Bergeron had scored a goal that pushed the Bruins back into the game and was a dominant figure in Boston’s 4-2 loss to the Habs in Game 3 at the Bell Centre.

Bergeron finished with a team-high six shots on net, won 17-of-28 face offs, generated 10 shot attempts overall and he combined with Brad Marchand and Reilly Smith to give Boston their best forward line for the second straight game. The two-way Bruins center’s goal at the end of the second period finally put Boston on the board, and gave them enough momentum to give his team some hope headed into the final period of hockey.

But the effort, the execution and the focus weren’t good enough team-wide, and Bergeron’s line didn’t have enough magic in their sticks for another stunning third period comeback like in Game 2.

“There were few breakdowns early that can’t happen, and they made us pay,” said Bergeron. “We gave them those plays. They’re going to make you pay if they’re not aware. It definitely wasn’t the effort that we wanted, and we got the result because of it.”

Bergeron was on the ice for one of those breakdowns when P.K. Subban hopped out of the penalty box, and sprung free for a breakaway goal that really served as a punch to the gut for the Black and Gold. Bergeron was actually the player tracking Lars Eller, the man that made the pass to Subban, but Dougie Hamilton crossed across the ice to step up on Eller thereby giving the Montreal defenseman a free path to the net.
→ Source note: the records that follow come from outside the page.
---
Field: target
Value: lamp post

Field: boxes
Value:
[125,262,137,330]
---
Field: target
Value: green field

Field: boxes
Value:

As Bergeron said while recounting the mistake afterward, those kinds of things can’t happen in a playoff game where every play counts.

“I didn’t see it. I was on the other side of the rink so I was staying with [Eller]. I don’t think Dougie saw [Subban] so he came over [to the other side]. I think we both kind of need to do a better job, and be more aware.”

In all honesty the mistake was much more Hamilton than Bergeron on the play, but there were other culprits: Tuukka Rask never banged his stick on the ice to let his penalty killing teammates know that Subban was exiting the box, and nobody from the bench gave a yell to those unknowing players.

It’s like the entire Bruins team was fast asleep in the first period when they should have been on high alert against the jacked up Canadiens. Bergeron matched their intensity for the majority of the 60 minutes in Game 3, but he was one of the few Bruins that truly showed up in the game.